On Mon, 15 Dec 2003, Slepp Lukwai wrote:

> faster to begin with. However, in both cases, after multiple tests and
> trying different things, I can't get the SMP modes to be fast at all. In
> fact, they're slower than the non-SMP modes.

        I think I see what you're doing that could cause that.   I've never
        seen the problem - using "-M 2" is not going to be 2x as fast though
        if that was the expectation.   ~40% speedup or so is what I see
        (from about 10fps to 14fps) typically.

> When encoding with the -M 0 with .92, I get around 19fps. When I use -M

        That's full sized (720x480) is it?   Sounds more like a SVCD 
        or perhaps "1/2 D1" (bit of a misnomer - D1 is actually a digital
        video tape deck) at 352x480.    At 1/2 size yes, around 20fps or a bit
        more I've seen.   But I'm usually tossing in a bit of filtering so
        the process is a slower.

> I installed 'buffer', set it up with a 32MB buffer and put it in the

        10MB is about all I use - it's just a cushion to prevent the encoder
        from having to wait (-M 1 is the default - there's I/O readahead
        going on) for input.

> Has anyone found a way around this, or is it time to look at the source
> and see what's up?
        
> And for reference, it's a dual Athlon MP 2100+, which is below the
> '2600' that the Howto references as fast.
        
        I'm using dual 2800s and around 14-15fps for DVD encoding is what I
        usually get.

> The actual command line is:
> mpeg2enc -v 0 -I 0 -f 8 -b 9800 -F 1 -n n -p -a 3 -o test.m2v -S 9999 -M
> 3 -4 2 -2 1 -r 32 -q 5 -Q 3.0 -K kvcd

        You have progressive non-interlaced source?   If not then "-I 0" is
        not the right option. 

        The speed up from multiple processors comes, I believe (but if I'm
        wrong I'm sure someone will tactfully point that out ;)) the speedup
        comes from the motion estimation of the 2 fields/frame being done in
        parallel.

        Try "-I 1" (or just leave out the '-I" and let it default.

        Oh, and there's no real benefit from going above -M 2.   I had a 4
        cpu box and tried "-M 4" and saw no gain over -M 3 (which in turn
        was a very minimal increase over -M 2).

        If you want to speed things up by a good percentage try encoding
        without B frames.   Those are computationally a lot more expensive
        than I or P frames.   "-R 0" will disable B frames.

        And do you realize that increasing the search radius (-r) slows
        things down?    Leave the -r value defaulted to 16 and you should
        see encoding speed up.

        All in all - the defaults are fairly sane so if you're not certain
        about an option, well, let it default.

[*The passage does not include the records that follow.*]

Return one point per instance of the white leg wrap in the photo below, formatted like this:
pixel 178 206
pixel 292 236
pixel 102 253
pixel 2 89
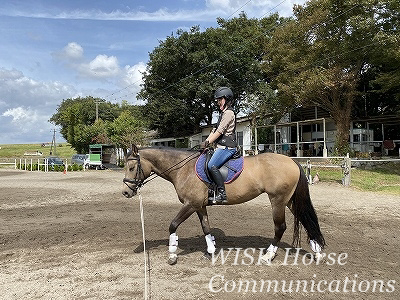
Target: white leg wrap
pixel 173 243
pixel 315 246
pixel 210 243
pixel 270 255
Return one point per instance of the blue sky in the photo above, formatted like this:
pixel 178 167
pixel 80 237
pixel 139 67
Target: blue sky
pixel 52 50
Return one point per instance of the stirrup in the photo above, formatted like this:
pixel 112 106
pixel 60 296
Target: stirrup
pixel 214 199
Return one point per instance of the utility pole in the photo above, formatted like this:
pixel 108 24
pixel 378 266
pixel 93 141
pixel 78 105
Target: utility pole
pixel 53 142
pixel 97 109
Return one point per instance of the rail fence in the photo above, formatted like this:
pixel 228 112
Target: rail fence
pixel 339 168
pixel 31 164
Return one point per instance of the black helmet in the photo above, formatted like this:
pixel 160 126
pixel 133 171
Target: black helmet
pixel 224 92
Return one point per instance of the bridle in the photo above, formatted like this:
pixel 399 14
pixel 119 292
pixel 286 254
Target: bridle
pixel 139 179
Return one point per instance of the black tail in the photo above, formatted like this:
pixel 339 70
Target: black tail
pixel 304 213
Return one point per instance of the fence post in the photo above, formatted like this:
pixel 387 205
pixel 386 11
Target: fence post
pixel 309 177
pixel 346 168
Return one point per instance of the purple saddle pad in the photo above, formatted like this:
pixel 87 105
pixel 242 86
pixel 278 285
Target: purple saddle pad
pixel 229 171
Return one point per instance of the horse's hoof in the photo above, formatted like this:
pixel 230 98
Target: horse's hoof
pixel 318 257
pixel 268 257
pixel 173 259
pixel 207 255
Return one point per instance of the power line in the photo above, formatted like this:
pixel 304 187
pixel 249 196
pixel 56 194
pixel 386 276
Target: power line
pixel 213 62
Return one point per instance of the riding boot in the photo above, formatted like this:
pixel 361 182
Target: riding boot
pixel 220 197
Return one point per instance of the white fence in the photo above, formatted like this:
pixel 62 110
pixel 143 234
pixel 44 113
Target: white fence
pixel 29 164
pixel 344 163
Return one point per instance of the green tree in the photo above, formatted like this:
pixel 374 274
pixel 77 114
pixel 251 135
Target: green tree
pixel 77 118
pixel 185 69
pixel 320 56
pixel 126 130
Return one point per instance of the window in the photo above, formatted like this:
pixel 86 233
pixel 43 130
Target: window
pixel 239 138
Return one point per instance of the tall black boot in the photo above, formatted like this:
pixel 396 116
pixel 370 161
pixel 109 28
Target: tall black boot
pixel 220 197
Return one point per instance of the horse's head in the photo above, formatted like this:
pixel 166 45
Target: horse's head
pixel 136 171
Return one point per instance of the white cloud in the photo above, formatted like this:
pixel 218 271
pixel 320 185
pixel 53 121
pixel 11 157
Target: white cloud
pixel 73 51
pixel 212 9
pixel 21 115
pixel 102 66
pixel 133 74
pixel 26 105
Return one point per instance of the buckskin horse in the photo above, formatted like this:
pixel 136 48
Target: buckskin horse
pixel 279 176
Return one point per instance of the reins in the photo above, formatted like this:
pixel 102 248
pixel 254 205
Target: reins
pixel 140 182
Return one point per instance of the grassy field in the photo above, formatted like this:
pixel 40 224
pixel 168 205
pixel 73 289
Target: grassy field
pixel 63 150
pixel 385 180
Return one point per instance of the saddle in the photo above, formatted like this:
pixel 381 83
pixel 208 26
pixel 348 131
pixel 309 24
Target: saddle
pixel 229 171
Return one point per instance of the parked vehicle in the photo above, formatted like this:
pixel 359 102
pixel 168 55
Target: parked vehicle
pixel 54 161
pixel 93 161
pixel 78 159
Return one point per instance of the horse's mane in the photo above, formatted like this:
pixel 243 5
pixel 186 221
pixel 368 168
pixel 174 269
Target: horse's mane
pixel 171 150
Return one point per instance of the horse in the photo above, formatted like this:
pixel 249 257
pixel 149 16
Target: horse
pixel 278 175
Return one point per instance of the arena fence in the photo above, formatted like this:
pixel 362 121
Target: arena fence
pixel 31 164
pixel 339 168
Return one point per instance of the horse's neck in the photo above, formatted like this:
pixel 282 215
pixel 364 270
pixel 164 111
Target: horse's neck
pixel 163 161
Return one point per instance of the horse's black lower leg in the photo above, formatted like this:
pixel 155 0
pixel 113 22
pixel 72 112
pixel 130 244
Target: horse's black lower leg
pixel 203 217
pixel 185 212
pixel 278 215
pixel 210 240
pixel 279 230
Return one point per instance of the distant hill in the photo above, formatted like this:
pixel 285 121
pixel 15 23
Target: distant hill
pixel 63 150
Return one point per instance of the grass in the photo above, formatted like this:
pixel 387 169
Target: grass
pixel 64 150
pixel 383 179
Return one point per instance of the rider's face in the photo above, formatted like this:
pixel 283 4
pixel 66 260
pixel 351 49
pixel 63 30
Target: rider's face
pixel 221 103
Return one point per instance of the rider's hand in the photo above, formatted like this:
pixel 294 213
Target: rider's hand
pixel 204 144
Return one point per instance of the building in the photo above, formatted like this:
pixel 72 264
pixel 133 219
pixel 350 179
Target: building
pixel 305 132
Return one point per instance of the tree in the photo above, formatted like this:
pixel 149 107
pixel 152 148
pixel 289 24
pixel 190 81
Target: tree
pixel 186 68
pixel 77 119
pixel 320 56
pixel 126 130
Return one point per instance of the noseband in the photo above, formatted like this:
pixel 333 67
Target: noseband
pixel 137 181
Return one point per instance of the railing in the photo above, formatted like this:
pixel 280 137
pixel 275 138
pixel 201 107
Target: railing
pixel 29 164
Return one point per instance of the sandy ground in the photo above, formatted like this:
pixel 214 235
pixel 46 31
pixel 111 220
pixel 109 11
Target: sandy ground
pixel 74 236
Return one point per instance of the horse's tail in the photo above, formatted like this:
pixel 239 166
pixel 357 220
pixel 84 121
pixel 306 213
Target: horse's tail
pixel 304 213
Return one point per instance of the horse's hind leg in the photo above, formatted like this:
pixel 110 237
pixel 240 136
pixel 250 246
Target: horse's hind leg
pixel 278 215
pixel 186 211
pixel 210 240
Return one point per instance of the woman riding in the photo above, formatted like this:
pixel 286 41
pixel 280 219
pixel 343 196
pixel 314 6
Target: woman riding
pixel 224 135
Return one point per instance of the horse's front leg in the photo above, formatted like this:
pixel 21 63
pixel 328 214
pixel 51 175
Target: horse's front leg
pixel 186 211
pixel 210 240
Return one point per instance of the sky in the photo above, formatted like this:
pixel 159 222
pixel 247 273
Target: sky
pixel 52 50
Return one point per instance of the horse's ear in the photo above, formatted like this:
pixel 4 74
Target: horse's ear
pixel 134 149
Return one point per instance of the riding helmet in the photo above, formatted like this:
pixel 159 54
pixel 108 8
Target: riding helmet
pixel 224 92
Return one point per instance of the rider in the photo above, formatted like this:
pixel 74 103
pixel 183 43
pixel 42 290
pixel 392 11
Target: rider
pixel 224 135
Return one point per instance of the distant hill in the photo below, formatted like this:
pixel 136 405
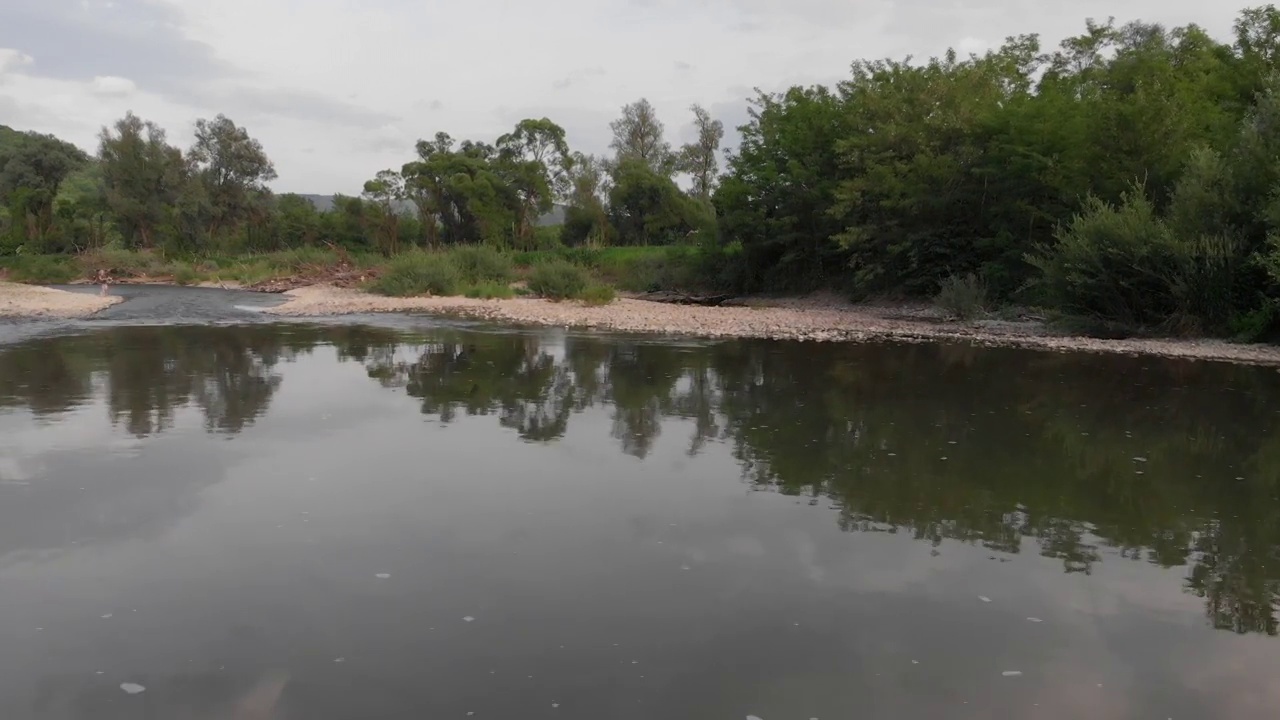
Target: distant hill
pixel 324 203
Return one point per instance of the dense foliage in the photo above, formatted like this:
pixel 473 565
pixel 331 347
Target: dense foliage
pixel 1128 178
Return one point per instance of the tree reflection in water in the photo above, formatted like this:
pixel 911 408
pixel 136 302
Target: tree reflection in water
pixel 1078 455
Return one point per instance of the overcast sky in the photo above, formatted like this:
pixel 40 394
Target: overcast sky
pixel 339 89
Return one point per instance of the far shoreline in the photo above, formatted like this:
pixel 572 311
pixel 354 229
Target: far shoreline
pixel 807 319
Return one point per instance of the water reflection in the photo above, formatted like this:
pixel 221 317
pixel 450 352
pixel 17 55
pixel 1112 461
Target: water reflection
pixel 1084 460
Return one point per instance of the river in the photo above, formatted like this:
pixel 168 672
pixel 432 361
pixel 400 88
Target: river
pixel 403 518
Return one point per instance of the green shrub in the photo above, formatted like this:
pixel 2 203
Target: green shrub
pixel 480 263
pixel 1125 265
pixel 558 279
pixel 490 291
pixel 963 296
pixel 417 273
pixel 597 295
pixel 184 274
pixel 41 269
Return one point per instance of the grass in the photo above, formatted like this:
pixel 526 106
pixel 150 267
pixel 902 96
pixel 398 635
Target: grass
pixel 481 264
pixel 597 295
pixel 42 269
pixel 419 273
pixel 490 291
pixel 963 296
pixel 558 279
pixel 590 274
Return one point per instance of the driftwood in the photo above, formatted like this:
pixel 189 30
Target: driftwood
pixel 684 299
pixel 339 278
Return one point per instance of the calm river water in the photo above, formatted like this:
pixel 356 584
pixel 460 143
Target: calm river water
pixel 350 522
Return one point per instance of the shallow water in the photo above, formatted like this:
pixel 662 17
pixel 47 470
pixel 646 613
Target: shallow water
pixel 332 522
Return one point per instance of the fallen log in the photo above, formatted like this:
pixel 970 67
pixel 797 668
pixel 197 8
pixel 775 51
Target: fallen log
pixel 684 299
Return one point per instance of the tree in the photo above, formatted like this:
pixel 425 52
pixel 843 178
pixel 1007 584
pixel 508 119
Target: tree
pixel 586 219
pixel 698 159
pixel 639 135
pixel 647 208
pixel 144 177
pixel 32 168
pixel 384 192
pixel 232 167
pixel 534 158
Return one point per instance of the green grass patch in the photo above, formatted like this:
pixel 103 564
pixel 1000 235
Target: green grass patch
pixel 481 264
pixel 44 269
pixel 419 273
pixel 597 294
pixel 490 291
pixel 184 274
pixel 558 279
pixel 636 268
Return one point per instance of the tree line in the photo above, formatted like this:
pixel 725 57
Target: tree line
pixel 140 191
pixel 1127 177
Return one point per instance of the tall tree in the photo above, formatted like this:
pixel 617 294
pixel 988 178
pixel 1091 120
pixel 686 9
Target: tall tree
pixel 586 219
pixel 535 159
pixel 144 176
pixel 698 158
pixel 640 135
pixel 385 191
pixel 232 167
pixel 32 168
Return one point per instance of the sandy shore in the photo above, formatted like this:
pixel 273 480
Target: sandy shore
pixel 33 301
pixel 807 319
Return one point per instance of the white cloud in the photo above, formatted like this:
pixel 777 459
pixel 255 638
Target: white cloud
pixel 332 87
pixel 13 60
pixel 113 86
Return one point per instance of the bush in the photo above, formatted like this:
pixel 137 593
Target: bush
pixel 558 279
pixel 1124 264
pixel 597 295
pixel 480 263
pixel 41 269
pixel 417 273
pixel 963 296
pixel 184 274
pixel 490 291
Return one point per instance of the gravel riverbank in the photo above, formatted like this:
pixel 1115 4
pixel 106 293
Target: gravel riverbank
pixel 805 319
pixel 33 301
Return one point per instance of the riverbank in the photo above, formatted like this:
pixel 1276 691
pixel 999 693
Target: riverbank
pixel 33 301
pixel 818 319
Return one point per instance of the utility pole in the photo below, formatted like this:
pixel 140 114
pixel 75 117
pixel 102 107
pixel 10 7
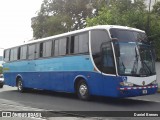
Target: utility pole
pixel 148 18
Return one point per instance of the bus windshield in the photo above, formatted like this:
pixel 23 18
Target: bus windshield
pixel 136 58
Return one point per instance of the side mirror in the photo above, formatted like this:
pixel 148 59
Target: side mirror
pixel 116 47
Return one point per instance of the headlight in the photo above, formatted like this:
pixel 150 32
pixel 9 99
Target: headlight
pixel 154 82
pixel 126 84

        And drop the -Q unless you want artifacting - especially values over 2.   
        Under some conditions (it's partly material dependent) the -Q can
        generate really obnoxious color blocks and similar artifacts.    Much
        better results (especially with clean source material) can be obtained
        with "-E -8" or perhaps "-E -10".

> Of course the -M 3 changes to 2 and 0 in testing. I also tested it with
> and without the buffer program in the list. Another notable thing, is
> that with the newest version .92, -M3 causes three 33% usage processes

        Right, with -I 0 the cpus take turns but there's little parallelism.

> to exist (leaving an entire CPU idle), while M2 causes two 60% processes
> to exist. With .90, -Mx causes 2 50-70% processes and the rest never do

        Hmmm, I see 100% use on the two 2800s - but some of that would be
        the DV decoding and pipe overhead of course.

        First thing I'd try is lowering -r to 24 at most or just defaulting it.